Milestones in the 17th, 18th and 19th century of chocolate, taken from a fascinating book, The Essence of Chocolate: Recipes for Baking and Cooking with Fine Chocolate, that is part history, part recipe book, part engaging stories.
Why Is It Called Devil's Food?
"By the end of the 17th century, chocolate houses had spread from France and England to the Netherlands. By coincidence, the group of Pilgrims that would later sail to Plymouth Rock took up residence next door to one of Amsterdam's biggest chocolate houses in 1690. The Pilgrims, who stoned people for adultery and basically repudiated anything that looked enjoyable, watched as the chocolate-house patrons cavorted next door. A few nights was all it took to convince the Pilgrims the chocolate was the devil's work. They promptly christened chocolate "Devil's food," and outlawed chocolate in Plymouth colony. Years later, when a cake made of chocolate gained popularity in Amsterdam, the bakers took one look at the dark, obviously sinful cake, and named it Devil's Food. The name has stuck through centuries."
Chocolate and Amorous Pursuits
In his autobiography, The Memoirs of Jacque Casanova de Seingalt, Casanova notes that chocolate fans the flames of desire. "Chocolate is my favorite breakfast dish," he states, "and all the more so when it was made by a friend." A careful reading of his memoirs shows that Casanova offers chocolate as a bribe more often than he uses it as an aphrodisiac: he is able to get past chaperones quite effectively by offering "a dozen pounds of capital chocolate: I had brought it with me from Genoa."
Natural Cocoa Powder
In 1828, Conrad Van Houten created a mechanical press that squeezed the roasted nibs, pressing out the cocoa butter, instead of grinding the nibs into a paste as you would to make chocolate. Squeezing at 75% of the cocoa butter left a powder that could be stirred more easily into a drink. The cocoa powder kept indefinitely in a tin, and because it contained less fat, it was also easier to digest.
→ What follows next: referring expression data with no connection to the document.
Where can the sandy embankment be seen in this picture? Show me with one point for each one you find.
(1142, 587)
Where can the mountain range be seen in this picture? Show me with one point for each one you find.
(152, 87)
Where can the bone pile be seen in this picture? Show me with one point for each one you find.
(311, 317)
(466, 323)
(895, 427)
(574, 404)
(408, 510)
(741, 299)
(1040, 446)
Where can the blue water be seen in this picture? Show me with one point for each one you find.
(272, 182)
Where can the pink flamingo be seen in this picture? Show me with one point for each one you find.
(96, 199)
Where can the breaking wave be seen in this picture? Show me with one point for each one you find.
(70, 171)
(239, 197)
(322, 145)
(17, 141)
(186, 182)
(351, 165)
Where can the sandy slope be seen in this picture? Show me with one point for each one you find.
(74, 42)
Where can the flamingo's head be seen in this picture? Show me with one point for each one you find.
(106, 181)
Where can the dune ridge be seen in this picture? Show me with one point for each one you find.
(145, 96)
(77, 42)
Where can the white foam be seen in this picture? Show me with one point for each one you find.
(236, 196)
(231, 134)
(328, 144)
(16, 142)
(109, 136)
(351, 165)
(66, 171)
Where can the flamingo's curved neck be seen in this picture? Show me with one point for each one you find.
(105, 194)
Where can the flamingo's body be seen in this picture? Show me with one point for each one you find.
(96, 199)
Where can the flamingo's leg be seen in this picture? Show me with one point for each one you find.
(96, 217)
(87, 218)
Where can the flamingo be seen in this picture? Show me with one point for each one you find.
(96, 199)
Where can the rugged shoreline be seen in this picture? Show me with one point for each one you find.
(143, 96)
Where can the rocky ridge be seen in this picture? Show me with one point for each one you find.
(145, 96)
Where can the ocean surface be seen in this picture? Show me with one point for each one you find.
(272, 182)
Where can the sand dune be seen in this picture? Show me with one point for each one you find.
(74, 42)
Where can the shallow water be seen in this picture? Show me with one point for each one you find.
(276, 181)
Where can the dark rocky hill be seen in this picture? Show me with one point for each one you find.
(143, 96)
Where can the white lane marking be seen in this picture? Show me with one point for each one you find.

Van Houten also came up with the idea of adding an alkali to the cocoa powder to soften the stringent flavors. This process also made the powder extremely dark – the key color component of a devil's food cake. But although Dutch processed cocoa, as it is called, may have been a good idea for low grade beans, we can't bear to add an alkali to cocoa powder made naturally from good beans, because the alkali removes much of the flavor and aromas, the good as well is the bad."
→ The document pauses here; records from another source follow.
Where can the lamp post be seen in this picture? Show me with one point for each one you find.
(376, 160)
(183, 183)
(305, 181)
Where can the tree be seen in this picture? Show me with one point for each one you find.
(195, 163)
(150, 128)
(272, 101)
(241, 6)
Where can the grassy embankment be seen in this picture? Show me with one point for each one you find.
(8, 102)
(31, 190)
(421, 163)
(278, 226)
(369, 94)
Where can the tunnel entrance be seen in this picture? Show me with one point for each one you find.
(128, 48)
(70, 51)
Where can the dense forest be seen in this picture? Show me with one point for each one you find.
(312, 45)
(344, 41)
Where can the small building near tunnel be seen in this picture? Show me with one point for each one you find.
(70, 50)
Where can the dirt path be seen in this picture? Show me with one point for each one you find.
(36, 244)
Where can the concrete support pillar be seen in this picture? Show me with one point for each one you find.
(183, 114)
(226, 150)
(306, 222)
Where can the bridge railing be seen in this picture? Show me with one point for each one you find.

Peters and Nestlé Mix Milk with Chocolate
Chocolate is mostly a fat, because of its high cocoa butter content, but milk is primarily water. Chocolate and milk weren't combined until 1873, when Swiss chemist Henri Nestlé found a way to condense milk by removing the water. Two years later, when Nestlé employee Daniel Peters used Henri's techniques to mix chocolate with 20% milk solids, he and Nestlé got joint credit for inventing milk chocolate, which would become the most widely consumed form of cacao. The invention propelled Nestlé into its position as one of the world's 10 biggest companies. Through the 19th century, the Swiss dominated chocolate manufacturing, producing the equivalent of up to 12,000 pounds per Swiss citizen per year, most of it for export. If milk and chocolate taste as if they're made for each other, that's true on a molecular level as well. The fats and proteins of chocolate chemically combine well with the fats and proteins of milk."
Brownies Appear
"Brownies are an American creation, but they've changed quite a bit in the past century. When Fanny Farmer made brownies in 1896 in fluted marguerite molds, molasses accounted for much of the flavor and color of the cookie -like treats. Named after the "Brownies" or tiny elfin characters of Palmer Cox's popular cartoons and poems, chocolate brownies appeared in the 1897 Sears, Roebuck and Company catalog – but those brownies more closely resembled candy than the brownies we know. By the 1920s, the dense chocolatey squares would become popular across the United States."